Most Mutual Funds Don’t Beat the Market: A Closer Look at Market Performance
Investors often find themselves asking, “Did my mutual fund beat the market last year?” The answer isn’t as straightforward as it may seem; it largely depends on how one defines “the market.” This uncertainty can leave many investors perplexed, especially when considering the nearly 3,900 actively managed U.S. equity mutual funds and exchange-traded funds tracked by investment researcher Morningstar.
Understanding Market Performance
In the year 2024, only **13.2%** of these actively managed funds managed to outperform the S&P 500 (SPX), which yielded a **25%** return. These funds saw an average gain of just **13.5%**, barely half of the S&P 500’s performance. However, when evaluating performance against different benchmarks, some interesting trends emerge. For instance, **38%** of mutual funds outperformed the Dow Jones Industrial Average (DJIA), and **46%** surpassed the equal-weight version of the S&P 500 (XX:SP500EW), while **53%** exceeded the returns of the Russell 2000 (RUT).
Beware of Benchmark Shopping
Despite these figures, investors should remain skeptical of funds and advisors who engage in “benchmark shopping.” This practice can paint a misleading picture of fund performance. According to economist William Sharpe, a Nobel Prize laureate, an actively managed fund will invariably underperform an index comprised of the very stocks that the fund selects from. His insight can be traced back to his renowned article, “The Arithmetic of Active Management.”
Sharpe formulated a concept using two imagined portfolios: one consisting entirely of broad-market index funds and the other comprising portfolios of active managers attempting to beat the market.

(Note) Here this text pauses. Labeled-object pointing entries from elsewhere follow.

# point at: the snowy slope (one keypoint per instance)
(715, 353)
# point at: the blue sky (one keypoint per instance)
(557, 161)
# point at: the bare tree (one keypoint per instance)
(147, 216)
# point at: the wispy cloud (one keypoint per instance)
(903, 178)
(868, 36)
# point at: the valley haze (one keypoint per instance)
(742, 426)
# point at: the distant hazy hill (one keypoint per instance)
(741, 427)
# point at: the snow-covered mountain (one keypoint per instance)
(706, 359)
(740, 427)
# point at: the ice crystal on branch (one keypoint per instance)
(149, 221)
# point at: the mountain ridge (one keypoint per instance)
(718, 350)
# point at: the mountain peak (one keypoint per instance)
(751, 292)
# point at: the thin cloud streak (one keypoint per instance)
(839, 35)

Together, these two portfolios represent “the market.” Since the index fund portfolio is, by definition, identical to the market, the active management portfolio must mirror it as well. However, trading costs will ultimately lead to an underperformance of the average actively managed portfolio compared to the market.

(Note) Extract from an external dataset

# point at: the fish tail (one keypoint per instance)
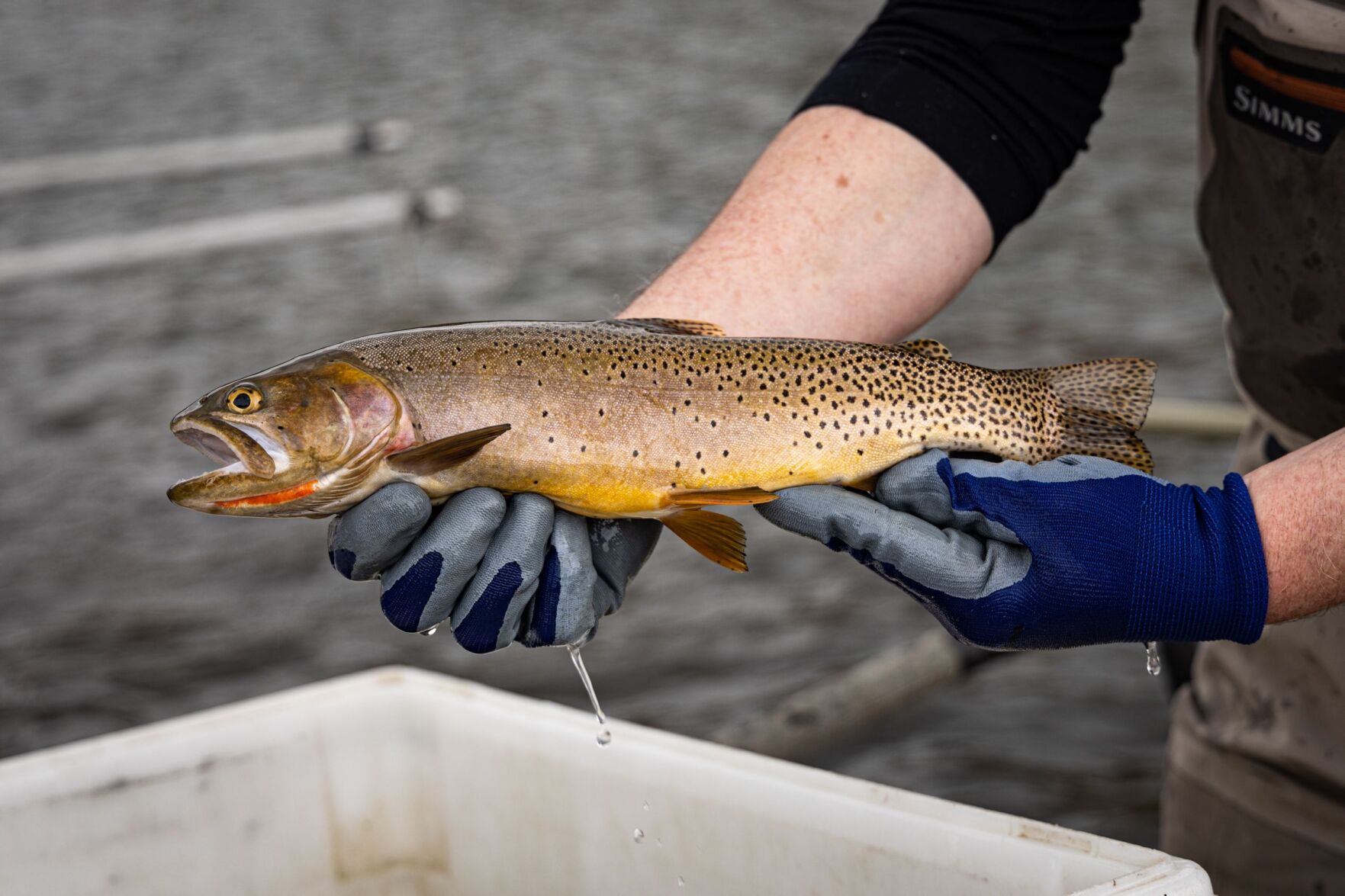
(1102, 405)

The Cost of Active Management
Sharpe noted, “the costs of actively managing a given number of dollars will exceed those of investing in an index fund.” This disparity arises because active managers incur additional expenses for research, trading, and compensating security analysts and brokers. As a result, the after-cost returns from active management fall short of those generated through index fund investments.
Implications for Sector-Focused Managers
It’s important to note that Sharpe’s argument also applies to active managers who concentrate on specific market sectors, including large or small cap, or growth versus value stocks. Provided that the benchmarks these managers compare their performance with include the same set of stocks they buy and sell, Sharpe’s overarching argument remains valid.

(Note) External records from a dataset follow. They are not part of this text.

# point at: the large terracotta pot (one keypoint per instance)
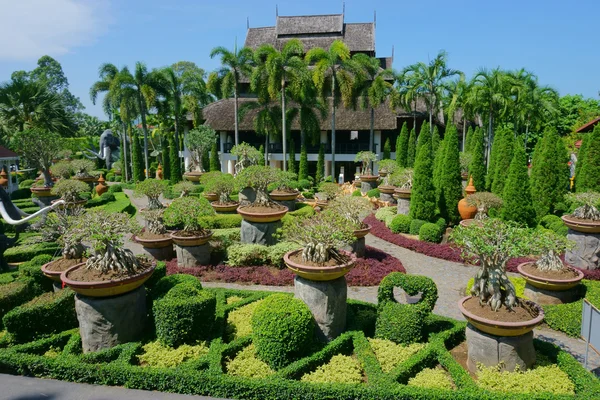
(500, 328)
(261, 217)
(558, 285)
(106, 288)
(319, 273)
(585, 226)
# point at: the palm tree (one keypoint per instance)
(332, 77)
(235, 65)
(431, 81)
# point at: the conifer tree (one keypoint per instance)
(477, 165)
(590, 172)
(411, 150)
(320, 164)
(518, 206)
(402, 147)
(387, 149)
(504, 146)
(451, 180)
(215, 165)
(422, 202)
(303, 166)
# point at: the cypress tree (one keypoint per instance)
(451, 180)
(411, 150)
(402, 147)
(477, 166)
(504, 147)
(303, 166)
(518, 206)
(320, 164)
(387, 149)
(548, 172)
(175, 173)
(590, 172)
(215, 165)
(422, 202)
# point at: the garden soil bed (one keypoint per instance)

The Zero-Sum Game of Active Management
A key implication of Sharpe’s argument is that active management operates as a zero-sum game. In practical terms, if one active manager successfully beats the market, it implies that one or more other active managers would have to underperform. This notion of a zero-sum dynamic should engender considerable caution for investors in actively managed funds.
The Challenge of Competing with Technology
While individuals may harbor a belief that they possess superior trading acumen, it is essential to recognize that today’s competitors are often AI-driven supercomputers. The probability of a human successfully outmaneuvering sophisticated algorithms and high-frequency trading strategies is increasingly slim.
Conclusion: Investors Must Choose Wisely
In conclusion, the notion of “beating the market” is deeply interwoven with how investors define “the market.” With the vast majority of actively managed funds falling short of the S&P 500, sticking with indexed investments may prove to be the more prudent choice. Understanding the mechanics of fund management, costs associated with active trading, and the impact of competition from technology can empower investors to make informed decisions. Ultimately, the complexities inherent in fund performance should encourage a deep scrutiny of investment choices and strategies.